Arms also developed the Equivolume Box chart, which makes identifying strong breakouts easier by widening boxes for days with higher trade volume. The Equivolume Box calculation is partially used in computing the EMV. The Box Ratio indicates how easy prices were to move based on the size of the price range for the day (the denominator), and the volume of trading (the numerator).
The EMV equation uses the difference in the average price from one day or period to the next, divided by the Box Ratio. A higher ease of movement is indicated by a smaller Box Ratio (because there will be a larger range in the denominator compared to the trade volume in the numerator). The smaller the box ratio in the denominator of our EMV ratio, the larger our EMV number.

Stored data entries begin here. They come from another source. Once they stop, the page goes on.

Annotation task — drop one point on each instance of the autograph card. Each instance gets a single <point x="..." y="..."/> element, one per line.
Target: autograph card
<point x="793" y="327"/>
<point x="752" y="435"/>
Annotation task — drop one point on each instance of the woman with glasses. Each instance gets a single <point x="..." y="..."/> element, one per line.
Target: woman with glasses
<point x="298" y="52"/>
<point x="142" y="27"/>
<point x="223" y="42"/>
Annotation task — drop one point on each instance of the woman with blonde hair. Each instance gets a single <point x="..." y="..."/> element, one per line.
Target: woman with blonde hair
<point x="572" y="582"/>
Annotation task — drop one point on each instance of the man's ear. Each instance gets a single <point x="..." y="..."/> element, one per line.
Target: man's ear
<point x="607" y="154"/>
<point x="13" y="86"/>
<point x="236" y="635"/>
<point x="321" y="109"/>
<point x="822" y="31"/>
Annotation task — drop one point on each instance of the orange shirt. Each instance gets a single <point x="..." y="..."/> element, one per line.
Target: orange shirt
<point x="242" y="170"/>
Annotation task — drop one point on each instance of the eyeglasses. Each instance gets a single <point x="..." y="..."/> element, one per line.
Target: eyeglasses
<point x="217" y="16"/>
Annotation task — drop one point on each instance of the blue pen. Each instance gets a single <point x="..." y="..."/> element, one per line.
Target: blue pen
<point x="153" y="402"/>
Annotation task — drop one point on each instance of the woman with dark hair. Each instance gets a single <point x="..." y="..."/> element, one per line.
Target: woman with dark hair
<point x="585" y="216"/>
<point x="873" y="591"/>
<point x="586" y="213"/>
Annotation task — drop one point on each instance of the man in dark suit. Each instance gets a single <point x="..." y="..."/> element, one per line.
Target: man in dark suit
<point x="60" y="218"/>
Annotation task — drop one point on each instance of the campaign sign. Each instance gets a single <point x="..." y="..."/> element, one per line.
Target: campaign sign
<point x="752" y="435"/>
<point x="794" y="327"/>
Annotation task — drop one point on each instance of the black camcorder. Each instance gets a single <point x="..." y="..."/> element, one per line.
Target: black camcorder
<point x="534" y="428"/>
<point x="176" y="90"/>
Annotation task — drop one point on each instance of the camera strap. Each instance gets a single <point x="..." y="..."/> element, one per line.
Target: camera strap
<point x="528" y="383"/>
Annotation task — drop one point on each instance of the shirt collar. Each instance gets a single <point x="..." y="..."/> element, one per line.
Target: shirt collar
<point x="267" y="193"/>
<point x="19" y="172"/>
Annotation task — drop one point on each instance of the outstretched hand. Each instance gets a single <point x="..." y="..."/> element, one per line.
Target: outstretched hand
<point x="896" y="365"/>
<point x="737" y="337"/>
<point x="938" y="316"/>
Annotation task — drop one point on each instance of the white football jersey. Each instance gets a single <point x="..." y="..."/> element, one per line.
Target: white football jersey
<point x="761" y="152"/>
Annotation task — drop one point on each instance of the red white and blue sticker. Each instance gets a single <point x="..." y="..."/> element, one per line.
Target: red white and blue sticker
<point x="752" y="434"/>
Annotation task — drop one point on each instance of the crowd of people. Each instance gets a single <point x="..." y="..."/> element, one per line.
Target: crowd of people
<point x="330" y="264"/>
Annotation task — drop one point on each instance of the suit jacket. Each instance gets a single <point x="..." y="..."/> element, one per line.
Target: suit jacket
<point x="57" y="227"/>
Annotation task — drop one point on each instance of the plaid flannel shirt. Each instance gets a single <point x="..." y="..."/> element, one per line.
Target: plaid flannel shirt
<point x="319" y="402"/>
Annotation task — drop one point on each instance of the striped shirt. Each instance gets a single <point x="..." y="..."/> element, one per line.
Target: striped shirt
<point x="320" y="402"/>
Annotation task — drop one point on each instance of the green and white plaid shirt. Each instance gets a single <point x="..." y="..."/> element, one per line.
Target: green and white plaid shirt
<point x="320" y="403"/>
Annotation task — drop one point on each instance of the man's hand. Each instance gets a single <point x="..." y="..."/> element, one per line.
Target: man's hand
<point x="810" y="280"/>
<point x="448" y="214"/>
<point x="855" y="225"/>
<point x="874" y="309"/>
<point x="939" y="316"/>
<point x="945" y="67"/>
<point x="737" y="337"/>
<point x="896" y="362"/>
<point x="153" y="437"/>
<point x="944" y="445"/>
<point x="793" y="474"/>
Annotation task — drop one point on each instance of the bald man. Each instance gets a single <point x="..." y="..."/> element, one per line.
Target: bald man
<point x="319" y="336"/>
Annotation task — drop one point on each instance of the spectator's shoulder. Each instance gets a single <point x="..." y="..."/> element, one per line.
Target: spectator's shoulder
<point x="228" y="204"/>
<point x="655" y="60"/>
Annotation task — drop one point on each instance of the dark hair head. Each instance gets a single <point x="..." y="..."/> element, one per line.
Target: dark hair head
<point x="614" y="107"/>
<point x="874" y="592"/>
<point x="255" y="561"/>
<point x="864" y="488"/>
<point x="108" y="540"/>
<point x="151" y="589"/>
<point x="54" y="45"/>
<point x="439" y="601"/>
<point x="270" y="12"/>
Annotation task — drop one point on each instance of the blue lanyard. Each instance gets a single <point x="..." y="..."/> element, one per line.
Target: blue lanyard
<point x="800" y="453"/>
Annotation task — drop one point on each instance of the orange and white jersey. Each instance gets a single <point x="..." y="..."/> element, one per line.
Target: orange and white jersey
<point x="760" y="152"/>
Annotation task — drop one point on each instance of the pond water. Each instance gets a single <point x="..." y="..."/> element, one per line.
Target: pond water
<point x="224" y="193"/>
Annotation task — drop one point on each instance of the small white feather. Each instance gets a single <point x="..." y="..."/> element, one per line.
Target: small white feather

The EMV can be useful for single days and can offer additional perspective when combined into a simple moving average line for periods such as 14 days in order to generate trade signals
Technical analysis is more popular than ever, but it’s important to remember that there is no single indicator that works well for all securities. Analysts will use the EMV in conjunction with other indicators to confirm trends and increase their odds of success.